Users can move through the different layers and select different body parts to learn more about them. The 3-D images of the different body parts can be rotated and zoomed in on for a more complete view. Paired with the images, text describes the functions and origins of the various body parts, Nielsen said.

Users can also add their own notes in the application for additional study information.

See dead people lite

My Body, another application designed by Nielson, is a simplified version of AnatomyLab intended for general public use. Real Anatomy, the DVD software the two applications were modeled after, has a higher resolution and is designed more for to the public than anatomy students.

X-ray vision

U researchers put together different internal scans of the human body, forming a 3-D image of the different parts of the body in a new iPhone application, ImageVis3D, said Chris Johnson, director of Scientific Computing and Imaging Institute and a U professor of computer science. Adjunct faculty member at the SCI Institute Jens Krueger, who also designed the iPhone application, and SCI Institute software developer Tom Fogal, developed a desktop version of ImageVis3D.

“The idea was to create the necessary information in a mobile version of the software,” Johnson said. “There are all kinds of things you can do with this.”

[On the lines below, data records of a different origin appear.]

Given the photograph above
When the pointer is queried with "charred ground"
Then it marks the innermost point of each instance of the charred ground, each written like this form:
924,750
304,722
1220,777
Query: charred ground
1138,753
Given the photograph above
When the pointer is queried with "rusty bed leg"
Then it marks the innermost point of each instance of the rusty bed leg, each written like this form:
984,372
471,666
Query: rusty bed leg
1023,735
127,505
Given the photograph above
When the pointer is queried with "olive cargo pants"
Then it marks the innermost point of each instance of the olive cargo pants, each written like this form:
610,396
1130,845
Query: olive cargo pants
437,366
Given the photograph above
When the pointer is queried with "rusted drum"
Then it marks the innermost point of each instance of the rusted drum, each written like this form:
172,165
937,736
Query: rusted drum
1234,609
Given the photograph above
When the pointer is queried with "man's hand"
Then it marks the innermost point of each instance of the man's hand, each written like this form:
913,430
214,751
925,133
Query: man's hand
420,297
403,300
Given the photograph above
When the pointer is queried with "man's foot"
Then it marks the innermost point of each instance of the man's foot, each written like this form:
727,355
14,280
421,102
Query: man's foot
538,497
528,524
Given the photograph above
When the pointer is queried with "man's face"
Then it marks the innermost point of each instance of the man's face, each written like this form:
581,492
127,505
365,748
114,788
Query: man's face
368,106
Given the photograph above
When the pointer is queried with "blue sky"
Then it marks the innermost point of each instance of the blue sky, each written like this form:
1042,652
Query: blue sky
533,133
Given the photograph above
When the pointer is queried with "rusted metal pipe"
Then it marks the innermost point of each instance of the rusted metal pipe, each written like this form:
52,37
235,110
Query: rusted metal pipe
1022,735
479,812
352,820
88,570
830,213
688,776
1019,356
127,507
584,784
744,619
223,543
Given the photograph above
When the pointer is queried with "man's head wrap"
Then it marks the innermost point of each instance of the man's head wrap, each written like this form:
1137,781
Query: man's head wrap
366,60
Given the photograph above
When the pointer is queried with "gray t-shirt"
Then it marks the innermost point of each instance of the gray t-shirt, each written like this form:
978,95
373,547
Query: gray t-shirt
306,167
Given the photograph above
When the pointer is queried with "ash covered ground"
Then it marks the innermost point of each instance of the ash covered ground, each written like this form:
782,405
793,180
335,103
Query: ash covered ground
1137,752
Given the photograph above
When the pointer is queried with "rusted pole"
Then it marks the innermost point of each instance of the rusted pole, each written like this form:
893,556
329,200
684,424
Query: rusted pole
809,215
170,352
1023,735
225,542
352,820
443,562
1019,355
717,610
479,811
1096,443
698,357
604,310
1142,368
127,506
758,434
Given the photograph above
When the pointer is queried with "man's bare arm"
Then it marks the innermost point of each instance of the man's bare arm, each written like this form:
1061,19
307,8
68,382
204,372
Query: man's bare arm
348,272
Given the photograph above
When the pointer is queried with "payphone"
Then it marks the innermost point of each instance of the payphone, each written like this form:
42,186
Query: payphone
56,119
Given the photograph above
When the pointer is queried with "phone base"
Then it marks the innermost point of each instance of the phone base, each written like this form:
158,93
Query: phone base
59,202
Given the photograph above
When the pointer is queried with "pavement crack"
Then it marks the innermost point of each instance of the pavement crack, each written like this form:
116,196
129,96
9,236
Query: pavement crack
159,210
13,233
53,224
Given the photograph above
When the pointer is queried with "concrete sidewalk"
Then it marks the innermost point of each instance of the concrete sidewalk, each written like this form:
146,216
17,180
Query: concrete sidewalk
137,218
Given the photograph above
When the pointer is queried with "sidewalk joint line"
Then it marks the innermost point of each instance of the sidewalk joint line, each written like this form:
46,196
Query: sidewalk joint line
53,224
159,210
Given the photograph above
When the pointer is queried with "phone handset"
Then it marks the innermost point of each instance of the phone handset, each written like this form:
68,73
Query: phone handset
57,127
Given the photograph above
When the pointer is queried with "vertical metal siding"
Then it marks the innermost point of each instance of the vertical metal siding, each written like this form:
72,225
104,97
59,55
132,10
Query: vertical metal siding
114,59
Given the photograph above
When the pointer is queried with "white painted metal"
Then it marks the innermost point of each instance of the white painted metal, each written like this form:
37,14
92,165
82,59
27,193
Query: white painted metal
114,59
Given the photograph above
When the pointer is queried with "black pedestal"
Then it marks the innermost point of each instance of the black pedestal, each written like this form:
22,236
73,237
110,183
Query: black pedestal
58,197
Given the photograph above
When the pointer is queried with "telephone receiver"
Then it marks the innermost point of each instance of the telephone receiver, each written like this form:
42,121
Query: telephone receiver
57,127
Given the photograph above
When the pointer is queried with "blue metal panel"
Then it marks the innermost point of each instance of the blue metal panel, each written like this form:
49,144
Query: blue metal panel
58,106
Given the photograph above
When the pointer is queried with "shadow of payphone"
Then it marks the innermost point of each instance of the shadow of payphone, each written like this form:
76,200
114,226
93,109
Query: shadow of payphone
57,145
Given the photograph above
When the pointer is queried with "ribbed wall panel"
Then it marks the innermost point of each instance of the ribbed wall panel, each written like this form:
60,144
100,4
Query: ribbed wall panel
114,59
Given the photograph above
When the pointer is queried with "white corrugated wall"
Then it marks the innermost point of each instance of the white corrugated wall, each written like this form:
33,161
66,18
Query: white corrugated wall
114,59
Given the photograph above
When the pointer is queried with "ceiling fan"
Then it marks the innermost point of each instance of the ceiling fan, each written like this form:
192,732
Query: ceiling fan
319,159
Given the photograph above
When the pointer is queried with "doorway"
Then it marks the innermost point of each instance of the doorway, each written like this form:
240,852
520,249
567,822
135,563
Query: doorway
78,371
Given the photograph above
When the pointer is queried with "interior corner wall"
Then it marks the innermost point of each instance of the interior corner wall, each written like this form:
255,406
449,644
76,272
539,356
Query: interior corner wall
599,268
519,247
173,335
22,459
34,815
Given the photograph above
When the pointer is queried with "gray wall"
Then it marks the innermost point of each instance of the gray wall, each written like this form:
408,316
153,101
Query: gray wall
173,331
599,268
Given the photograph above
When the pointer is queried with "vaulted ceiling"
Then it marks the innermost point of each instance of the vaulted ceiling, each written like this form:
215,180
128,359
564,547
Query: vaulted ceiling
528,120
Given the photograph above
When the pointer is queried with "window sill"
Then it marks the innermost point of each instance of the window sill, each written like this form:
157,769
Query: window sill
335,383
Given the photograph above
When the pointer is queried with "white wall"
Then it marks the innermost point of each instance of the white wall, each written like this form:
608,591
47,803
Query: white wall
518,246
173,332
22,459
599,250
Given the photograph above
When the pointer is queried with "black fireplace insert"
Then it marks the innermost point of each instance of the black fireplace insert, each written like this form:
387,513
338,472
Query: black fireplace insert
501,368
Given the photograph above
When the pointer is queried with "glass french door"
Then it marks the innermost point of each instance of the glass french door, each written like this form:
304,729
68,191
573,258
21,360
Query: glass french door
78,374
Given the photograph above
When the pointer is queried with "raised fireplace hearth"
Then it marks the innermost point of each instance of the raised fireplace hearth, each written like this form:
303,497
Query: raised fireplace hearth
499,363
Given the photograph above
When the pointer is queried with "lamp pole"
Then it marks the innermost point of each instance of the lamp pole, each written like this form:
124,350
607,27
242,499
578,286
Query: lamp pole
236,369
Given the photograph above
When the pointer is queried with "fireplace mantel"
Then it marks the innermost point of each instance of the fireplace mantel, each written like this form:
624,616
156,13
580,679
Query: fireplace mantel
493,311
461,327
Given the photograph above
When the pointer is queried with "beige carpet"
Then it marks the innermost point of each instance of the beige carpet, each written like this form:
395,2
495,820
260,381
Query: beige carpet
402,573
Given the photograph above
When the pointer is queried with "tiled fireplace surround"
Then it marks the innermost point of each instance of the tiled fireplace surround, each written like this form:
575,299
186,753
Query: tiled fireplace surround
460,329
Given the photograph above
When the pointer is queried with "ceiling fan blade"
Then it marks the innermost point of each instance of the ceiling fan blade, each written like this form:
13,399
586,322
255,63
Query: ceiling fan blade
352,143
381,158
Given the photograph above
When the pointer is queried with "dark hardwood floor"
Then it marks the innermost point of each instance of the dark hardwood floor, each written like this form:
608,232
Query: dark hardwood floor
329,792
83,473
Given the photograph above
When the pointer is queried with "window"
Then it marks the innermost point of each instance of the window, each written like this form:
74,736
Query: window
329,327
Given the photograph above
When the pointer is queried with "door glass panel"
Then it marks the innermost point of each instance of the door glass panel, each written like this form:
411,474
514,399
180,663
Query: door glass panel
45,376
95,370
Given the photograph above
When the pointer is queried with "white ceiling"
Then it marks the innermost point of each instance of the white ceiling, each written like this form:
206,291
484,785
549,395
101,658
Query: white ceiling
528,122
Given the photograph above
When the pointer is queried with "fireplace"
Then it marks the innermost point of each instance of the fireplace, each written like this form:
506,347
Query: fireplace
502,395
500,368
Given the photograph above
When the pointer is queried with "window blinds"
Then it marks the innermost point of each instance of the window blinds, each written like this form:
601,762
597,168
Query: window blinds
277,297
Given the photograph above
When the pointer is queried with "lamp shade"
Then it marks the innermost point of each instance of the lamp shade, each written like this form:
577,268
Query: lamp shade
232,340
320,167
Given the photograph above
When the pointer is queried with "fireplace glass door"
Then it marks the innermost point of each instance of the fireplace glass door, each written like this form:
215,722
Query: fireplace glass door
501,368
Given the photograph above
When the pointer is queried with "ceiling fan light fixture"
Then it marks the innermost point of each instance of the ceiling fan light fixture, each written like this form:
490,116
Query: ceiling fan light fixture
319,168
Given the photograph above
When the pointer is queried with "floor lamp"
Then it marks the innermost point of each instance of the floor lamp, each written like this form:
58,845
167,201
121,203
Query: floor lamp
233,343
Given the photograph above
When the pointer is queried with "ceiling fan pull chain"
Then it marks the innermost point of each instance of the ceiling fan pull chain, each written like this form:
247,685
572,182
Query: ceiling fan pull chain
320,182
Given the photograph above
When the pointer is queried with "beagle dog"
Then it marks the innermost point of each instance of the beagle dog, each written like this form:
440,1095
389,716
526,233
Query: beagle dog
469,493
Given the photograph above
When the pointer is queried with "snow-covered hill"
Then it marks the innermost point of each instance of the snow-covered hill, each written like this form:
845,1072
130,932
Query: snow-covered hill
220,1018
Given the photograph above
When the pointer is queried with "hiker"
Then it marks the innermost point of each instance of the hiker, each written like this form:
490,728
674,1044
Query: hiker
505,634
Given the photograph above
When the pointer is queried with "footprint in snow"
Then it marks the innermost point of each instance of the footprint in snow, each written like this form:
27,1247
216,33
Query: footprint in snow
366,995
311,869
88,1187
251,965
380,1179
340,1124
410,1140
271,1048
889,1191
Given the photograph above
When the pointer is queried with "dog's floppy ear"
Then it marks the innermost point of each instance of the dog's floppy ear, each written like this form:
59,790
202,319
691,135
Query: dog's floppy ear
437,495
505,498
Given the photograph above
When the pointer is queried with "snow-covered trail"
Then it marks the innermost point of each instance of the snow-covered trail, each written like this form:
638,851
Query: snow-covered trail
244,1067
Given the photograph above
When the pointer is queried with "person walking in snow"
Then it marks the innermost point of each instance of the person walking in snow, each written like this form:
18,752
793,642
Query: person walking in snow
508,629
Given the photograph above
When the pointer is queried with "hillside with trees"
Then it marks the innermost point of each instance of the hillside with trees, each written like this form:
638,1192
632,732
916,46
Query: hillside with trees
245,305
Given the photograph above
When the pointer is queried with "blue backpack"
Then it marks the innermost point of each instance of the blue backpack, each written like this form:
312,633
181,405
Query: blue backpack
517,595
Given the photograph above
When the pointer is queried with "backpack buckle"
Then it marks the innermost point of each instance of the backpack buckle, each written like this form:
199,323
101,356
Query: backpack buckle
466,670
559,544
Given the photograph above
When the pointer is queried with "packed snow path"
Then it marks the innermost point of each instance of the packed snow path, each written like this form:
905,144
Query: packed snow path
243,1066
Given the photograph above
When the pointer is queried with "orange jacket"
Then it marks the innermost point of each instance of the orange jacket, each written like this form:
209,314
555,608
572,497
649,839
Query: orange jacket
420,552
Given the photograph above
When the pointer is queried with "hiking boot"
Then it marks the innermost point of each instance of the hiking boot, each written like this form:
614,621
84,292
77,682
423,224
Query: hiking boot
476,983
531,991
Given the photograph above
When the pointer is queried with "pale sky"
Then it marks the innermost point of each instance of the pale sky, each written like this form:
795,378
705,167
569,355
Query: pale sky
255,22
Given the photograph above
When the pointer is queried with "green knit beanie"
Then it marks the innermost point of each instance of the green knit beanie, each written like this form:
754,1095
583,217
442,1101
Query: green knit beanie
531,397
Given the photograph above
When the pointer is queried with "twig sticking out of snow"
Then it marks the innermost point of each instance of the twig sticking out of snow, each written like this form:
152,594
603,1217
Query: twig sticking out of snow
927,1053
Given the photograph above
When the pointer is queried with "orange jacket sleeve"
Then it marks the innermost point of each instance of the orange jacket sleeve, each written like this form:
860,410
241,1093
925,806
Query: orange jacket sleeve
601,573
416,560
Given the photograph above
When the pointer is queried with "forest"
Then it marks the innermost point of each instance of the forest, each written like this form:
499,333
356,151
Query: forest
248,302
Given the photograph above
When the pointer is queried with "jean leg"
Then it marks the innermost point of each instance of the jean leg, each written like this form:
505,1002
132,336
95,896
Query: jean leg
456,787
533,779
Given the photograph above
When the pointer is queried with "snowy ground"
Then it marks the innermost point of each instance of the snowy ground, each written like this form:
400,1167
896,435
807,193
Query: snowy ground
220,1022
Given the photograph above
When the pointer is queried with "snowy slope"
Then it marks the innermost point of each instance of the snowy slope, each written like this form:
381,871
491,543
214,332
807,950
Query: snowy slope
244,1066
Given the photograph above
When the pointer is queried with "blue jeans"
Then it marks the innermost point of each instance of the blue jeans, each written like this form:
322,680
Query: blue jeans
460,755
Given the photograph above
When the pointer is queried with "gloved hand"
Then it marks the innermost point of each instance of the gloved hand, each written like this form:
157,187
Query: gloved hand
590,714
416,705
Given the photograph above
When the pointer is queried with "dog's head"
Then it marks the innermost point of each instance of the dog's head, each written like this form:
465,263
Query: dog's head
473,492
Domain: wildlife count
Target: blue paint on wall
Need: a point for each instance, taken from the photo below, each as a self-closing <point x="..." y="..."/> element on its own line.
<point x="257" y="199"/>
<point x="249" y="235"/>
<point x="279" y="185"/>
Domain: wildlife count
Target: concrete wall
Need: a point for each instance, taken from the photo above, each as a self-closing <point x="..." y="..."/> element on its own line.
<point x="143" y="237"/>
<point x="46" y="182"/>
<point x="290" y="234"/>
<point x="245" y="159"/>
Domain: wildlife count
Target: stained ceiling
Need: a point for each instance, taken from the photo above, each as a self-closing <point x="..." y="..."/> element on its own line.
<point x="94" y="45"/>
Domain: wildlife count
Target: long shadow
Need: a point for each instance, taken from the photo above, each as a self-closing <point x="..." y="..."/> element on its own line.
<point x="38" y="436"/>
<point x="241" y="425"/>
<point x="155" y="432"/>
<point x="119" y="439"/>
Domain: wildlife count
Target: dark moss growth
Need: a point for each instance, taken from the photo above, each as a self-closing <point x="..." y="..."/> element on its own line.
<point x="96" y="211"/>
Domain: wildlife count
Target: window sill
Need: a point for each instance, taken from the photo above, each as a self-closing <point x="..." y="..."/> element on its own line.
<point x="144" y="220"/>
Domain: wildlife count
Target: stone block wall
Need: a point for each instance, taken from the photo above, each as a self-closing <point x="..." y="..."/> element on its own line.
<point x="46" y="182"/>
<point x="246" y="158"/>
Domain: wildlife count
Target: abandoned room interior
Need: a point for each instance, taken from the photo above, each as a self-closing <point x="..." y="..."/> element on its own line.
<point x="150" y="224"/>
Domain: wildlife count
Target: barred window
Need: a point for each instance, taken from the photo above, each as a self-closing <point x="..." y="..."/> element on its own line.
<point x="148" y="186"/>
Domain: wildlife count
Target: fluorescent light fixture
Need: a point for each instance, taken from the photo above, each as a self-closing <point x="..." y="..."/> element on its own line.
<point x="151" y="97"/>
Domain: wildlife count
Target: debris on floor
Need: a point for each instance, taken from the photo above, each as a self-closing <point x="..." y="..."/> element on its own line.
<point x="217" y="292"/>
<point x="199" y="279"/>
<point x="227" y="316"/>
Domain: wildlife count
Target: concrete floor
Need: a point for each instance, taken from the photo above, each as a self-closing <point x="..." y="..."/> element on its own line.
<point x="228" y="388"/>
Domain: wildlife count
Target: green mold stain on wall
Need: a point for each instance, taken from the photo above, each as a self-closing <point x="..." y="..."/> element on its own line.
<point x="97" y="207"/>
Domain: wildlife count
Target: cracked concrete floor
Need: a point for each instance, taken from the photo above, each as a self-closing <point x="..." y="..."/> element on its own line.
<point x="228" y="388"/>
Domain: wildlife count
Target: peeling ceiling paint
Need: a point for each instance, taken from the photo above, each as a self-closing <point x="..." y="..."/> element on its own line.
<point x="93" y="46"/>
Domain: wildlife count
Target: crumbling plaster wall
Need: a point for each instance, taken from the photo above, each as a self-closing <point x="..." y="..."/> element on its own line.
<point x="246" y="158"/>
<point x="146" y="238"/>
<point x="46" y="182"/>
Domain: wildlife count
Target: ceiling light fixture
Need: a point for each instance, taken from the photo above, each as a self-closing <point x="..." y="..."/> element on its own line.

The application includes all the various body parts. Each body part can be adjusted to view the different systems. For example, users can view the hand with the bone and vascular system and then add the muscles to see how each layer looks, Johnson said. Stereo versions, images that can be viewed through 3-D glasses, are also available.

The application also has wireless and Bluetooth capabilities so users can add their own images. Doctors can add patients’ scans to the desktop version to analyze it and then send it to the iPhone to show images to the patient without having to cart around a desktop computer, Fogal said. The National Institutes of Health and the Department of Energy funded both versions because of the need for the large-scale visuals that could run on laptops, Johnson said.

Nielsen is working on two new applications that will focus on the muscular and skeletal systems.

“People interested in learning anatomy have the opportunity to look at a real cadaver,” Nielsen said. “It can help a lot of people study anatomy.”

AnatomyLab and My Body provide the public with another source to learn the human body. Images can be sent to the computer and used in PowerPoint presentations teachers use in the classroom. Although the applications were originally intended for students and teachers, medical professionals can use the applications to educate patients about their body, Nielsen said.